Following peripheral nerve injuries (PNIs), a protein called KCC2 is lost from the surface of spinal cord motoneurons. This loss potentially affects how these neurons respond to inhibitory signals. The study investigated whether this KCC2 loss is influenced by microglia or a signaling pathway involving BDNF and TrkB, which are known to play roles in nerve injury responses. The research showed that KCC2 regulation in injured motoneurons is linked to neuromuscular innervation. KCC2 levels are restored when motoneurons reconnect with muscle.

Study Duration

3, 7, 14, 21, 28, or 60 days

Participants

Several lines of transgenic animals in addition to wild types (WTs) of both sexes were used.

Evidence Level

Not specified

Key Findings

1
KCC2 protein is lost from the somatodendritic membrane of axotomized spinal cord motoneurons after downregulation of kcc2 mRNA expression.
2
KCC2 dysregulation in axotomized motoneurons is independent of microglia, BDNF, and TrkB.
3
Downregulation of KCC2 occurs specifically while injured motoneurons are regenerating and might be controlled by target-derived signals.

Research Summary

This study investigated KCC2 regulation on spinal motoneurons after peripheral nerve injury, finding KCC2 loss occurs at the transcriptional level.
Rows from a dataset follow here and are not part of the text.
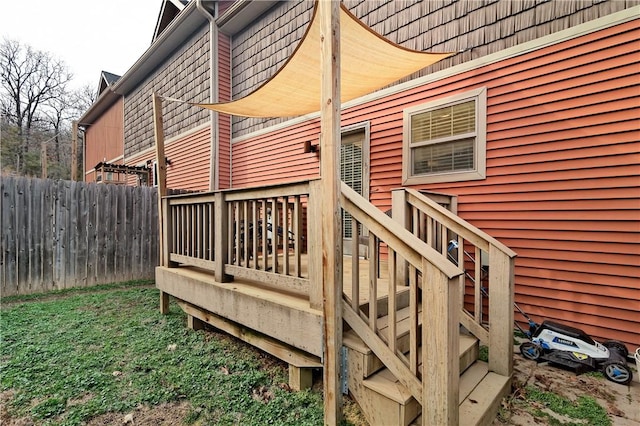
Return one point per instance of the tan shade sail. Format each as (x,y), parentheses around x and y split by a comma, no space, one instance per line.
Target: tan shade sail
(368,63)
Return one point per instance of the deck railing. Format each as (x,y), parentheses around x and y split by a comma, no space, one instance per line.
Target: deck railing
(429,370)
(252,234)
(488,280)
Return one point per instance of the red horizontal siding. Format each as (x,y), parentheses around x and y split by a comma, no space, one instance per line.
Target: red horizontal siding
(224,120)
(104,138)
(190,161)
(563,172)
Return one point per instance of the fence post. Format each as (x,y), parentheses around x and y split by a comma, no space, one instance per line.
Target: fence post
(501,278)
(221,231)
(440,347)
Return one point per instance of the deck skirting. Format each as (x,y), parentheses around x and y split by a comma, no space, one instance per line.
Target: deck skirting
(282,316)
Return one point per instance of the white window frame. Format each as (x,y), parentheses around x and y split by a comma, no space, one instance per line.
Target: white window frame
(479,170)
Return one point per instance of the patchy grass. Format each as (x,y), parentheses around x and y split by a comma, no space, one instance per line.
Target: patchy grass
(72,359)
(56,294)
(559,410)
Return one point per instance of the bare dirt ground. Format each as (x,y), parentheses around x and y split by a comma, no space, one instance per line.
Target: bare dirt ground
(621,402)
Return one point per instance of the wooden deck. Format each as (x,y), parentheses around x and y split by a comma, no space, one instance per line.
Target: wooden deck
(276,313)
(249,263)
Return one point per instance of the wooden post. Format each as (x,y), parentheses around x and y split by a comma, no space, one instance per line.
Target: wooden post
(158,131)
(221,241)
(501,278)
(43,159)
(74,150)
(329,14)
(440,347)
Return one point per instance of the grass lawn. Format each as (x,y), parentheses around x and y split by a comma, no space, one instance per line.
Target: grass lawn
(94,356)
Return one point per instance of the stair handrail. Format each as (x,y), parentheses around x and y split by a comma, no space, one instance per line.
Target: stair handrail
(499,336)
(461,226)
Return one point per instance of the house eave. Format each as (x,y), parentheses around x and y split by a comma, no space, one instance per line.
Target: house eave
(106,99)
(240,14)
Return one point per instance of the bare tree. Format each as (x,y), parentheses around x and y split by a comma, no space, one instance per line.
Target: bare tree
(29,79)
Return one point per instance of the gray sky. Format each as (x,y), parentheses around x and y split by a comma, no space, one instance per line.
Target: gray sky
(88,35)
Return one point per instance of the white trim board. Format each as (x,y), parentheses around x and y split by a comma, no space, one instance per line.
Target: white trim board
(580,30)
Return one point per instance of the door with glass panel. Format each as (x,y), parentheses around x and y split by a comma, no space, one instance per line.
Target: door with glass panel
(354,171)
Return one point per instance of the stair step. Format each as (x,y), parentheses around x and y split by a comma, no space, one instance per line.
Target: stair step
(470,379)
(483,403)
(481,393)
(385,383)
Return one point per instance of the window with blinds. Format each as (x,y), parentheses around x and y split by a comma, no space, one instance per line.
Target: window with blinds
(351,168)
(445,140)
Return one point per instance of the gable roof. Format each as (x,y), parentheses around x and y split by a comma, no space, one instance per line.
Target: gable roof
(169,10)
(107,79)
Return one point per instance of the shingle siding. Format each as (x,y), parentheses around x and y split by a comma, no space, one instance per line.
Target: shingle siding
(477,28)
(184,75)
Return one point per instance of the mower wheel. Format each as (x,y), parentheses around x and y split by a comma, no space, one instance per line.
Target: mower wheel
(616,346)
(531,351)
(617,372)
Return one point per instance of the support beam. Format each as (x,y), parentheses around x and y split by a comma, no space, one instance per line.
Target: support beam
(329,14)
(440,347)
(74,150)
(158,130)
(300,378)
(164,302)
(194,323)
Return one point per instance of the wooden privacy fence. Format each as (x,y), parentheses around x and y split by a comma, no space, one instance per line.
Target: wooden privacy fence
(62,234)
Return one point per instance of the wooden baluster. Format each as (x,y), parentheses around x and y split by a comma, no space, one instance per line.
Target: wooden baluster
(254,234)
(285,236)
(174,229)
(275,220)
(477,288)
(462,279)
(231,229)
(391,299)
(265,239)
(413,317)
(199,231)
(373,282)
(224,232)
(355,265)
(297,229)
(212,234)
(245,233)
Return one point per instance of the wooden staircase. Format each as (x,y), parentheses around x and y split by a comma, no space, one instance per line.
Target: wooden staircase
(386,401)
(401,359)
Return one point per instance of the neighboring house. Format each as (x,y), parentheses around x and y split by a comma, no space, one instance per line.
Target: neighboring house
(530,133)
(103,129)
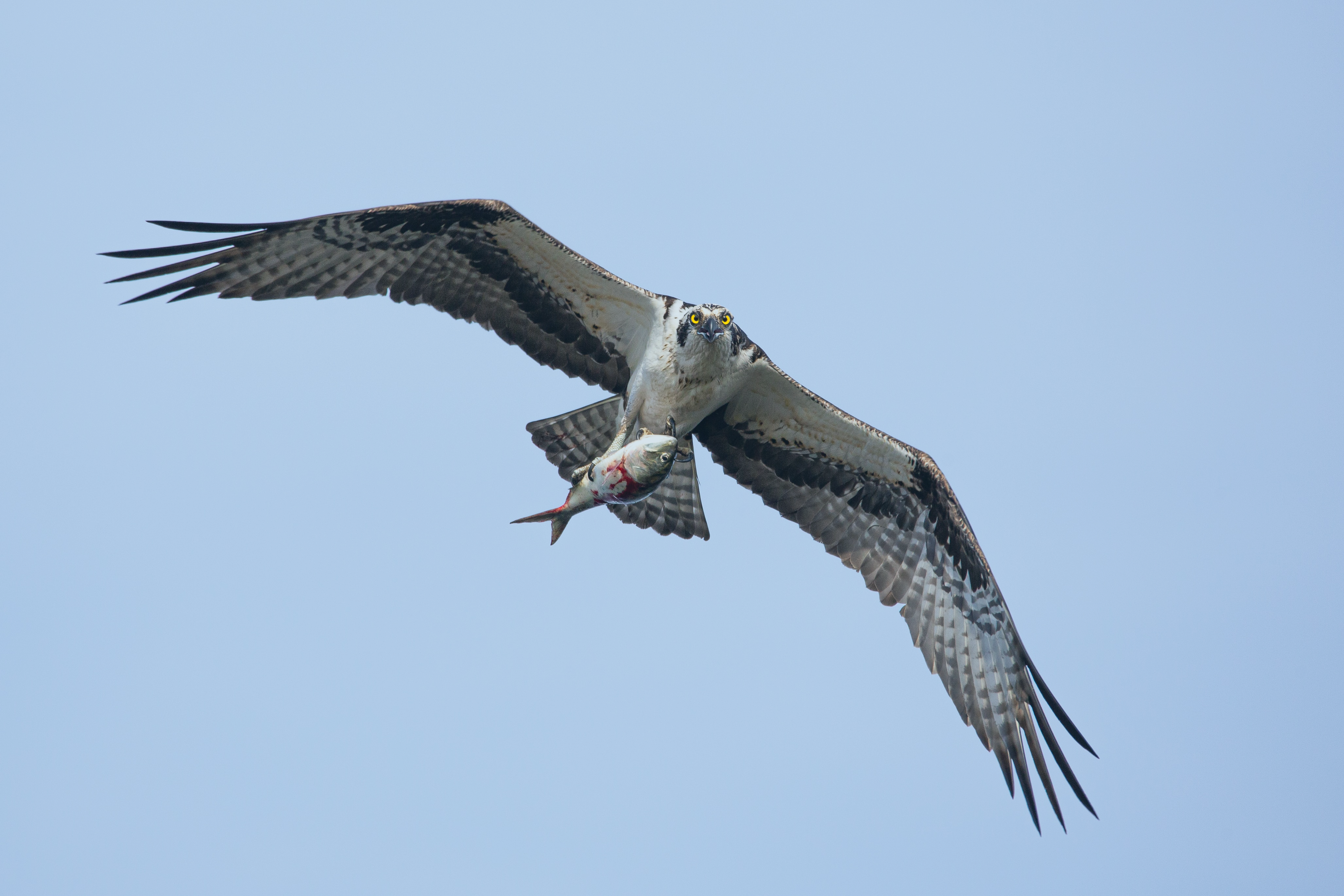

KCC2 loss on axotomized motoneurons relates to muscle innervation, suggesting a dependence on target-derived signals. KCC2 loss in axotomized motoneurons may be part of the response that facilitates regeneration of motor axons in the periphery.

Practical Implications

Targeted Therapies

Understanding KCC2 regulation could lead to targeted treatments for neuronal injuries.

Regeneration Strategies

The link between KCC2 and nerve regeneration could improve recovery strategies.

Motor Function

The influence of GABA/glycine synapses on motor neuron activity can help better understand motor function.

Study Limitations

1
The study focuses on one motor pool axotomized after sciatic nerve injuries.
2
The exact mechanisms controlling target-derived signals in KCC2 regulation remain unclear.
3
The impact of partial retention of KCC2 density in mid-distal dendrite regions is yet unknown.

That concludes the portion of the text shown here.